Analysis of mtDNA/nDNA Ratio in Mice

Abstract

Mitochondrial DNA (mtDNA) lacks the protection provided by the nucleosomes in the nuclear DNA and does not have a DNA repair mechanism, making it highly susceptible to damage, which can lead to mtDNA depletion. mtDNA depletion compromises the efficient function of cells and tissues and thus impacts negatively on health. Here, we describe a brief and easy protocol to quantify mtDNA copy number by determining the mtDNA/nDNA ratio. The procedure has been validated using a cohort of young and aged mice. © 2017 by John Wiley & Sons, Inc.

Keywords: 16SrRNA; ND1; mtDNA; qPCR.

Figure 1. Mouse mitochondrial DNA

The mouse mitochondrial DNA (mtDNA) comprises 16,295 bp.
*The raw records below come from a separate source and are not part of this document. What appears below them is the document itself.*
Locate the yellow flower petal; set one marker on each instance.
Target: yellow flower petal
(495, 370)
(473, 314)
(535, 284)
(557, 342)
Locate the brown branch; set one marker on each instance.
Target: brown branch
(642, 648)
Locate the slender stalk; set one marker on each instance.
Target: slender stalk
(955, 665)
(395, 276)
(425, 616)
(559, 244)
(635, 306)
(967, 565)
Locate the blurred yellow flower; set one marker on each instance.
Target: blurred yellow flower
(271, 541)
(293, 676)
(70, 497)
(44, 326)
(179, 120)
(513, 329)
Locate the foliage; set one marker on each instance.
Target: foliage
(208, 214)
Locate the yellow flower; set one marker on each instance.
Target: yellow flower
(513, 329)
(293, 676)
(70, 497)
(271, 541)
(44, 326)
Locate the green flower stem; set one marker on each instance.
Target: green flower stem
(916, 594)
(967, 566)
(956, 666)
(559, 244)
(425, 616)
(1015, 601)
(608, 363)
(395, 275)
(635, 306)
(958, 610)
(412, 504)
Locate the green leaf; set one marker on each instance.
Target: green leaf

MtDNA forms an inner light strand (L-strand) and an outer heavy strand (H-strand) that encodes different genes. The position of gene names reflects the strand where they are encoded (inside: L-strand: outside: H-strand). Colors identify the different genes: rRNAs (purple), tRNAs (yellow), proteins encoding subunits of the OXPHOS complexes I (blue), III (green), IV (orange) and V (red). 16S rRNA and ND1 genes are located in the stable part of mtDNA, where no deletions have been reported.
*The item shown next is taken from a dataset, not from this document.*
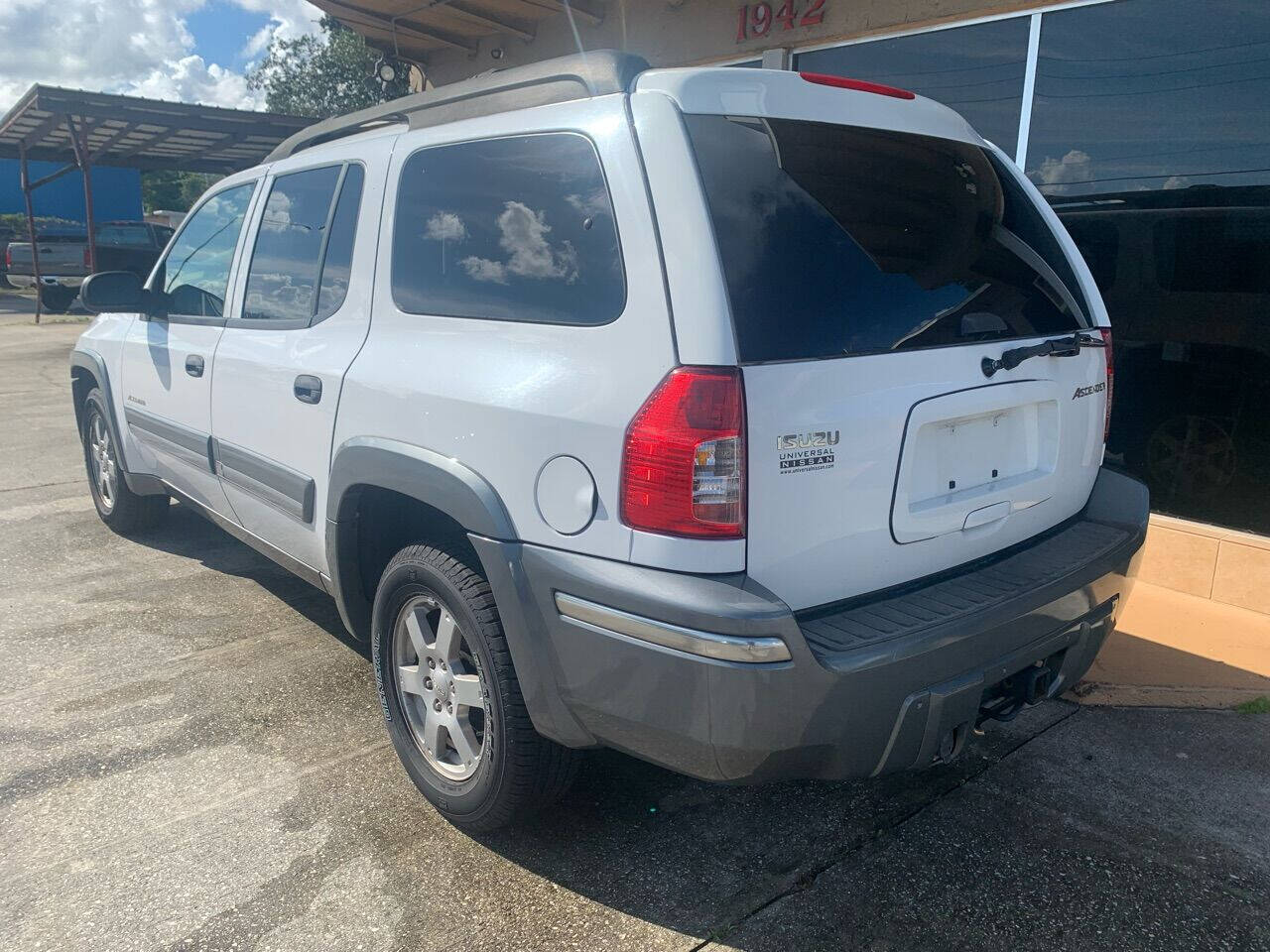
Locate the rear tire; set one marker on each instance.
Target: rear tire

Figure 2. Box plot showing the relative mtDNA levels in young and old C57BL/6J mice

Relative quantification was performed on seven young (2 months) and five old (24 months) samples in triplicates using qPCR by amplification of ND1 and 16S genes belonging to stable part of mtDNA, and normalised against hexokinase gene (HK). The decrease in mtDNA/nDNA ratio in old samples is indicative of the decrease in mtDNA copy number with age. Data are represented as box-and-whisker plot. Statistical differences were calculated using Student’s t-test, *** P < 0.001.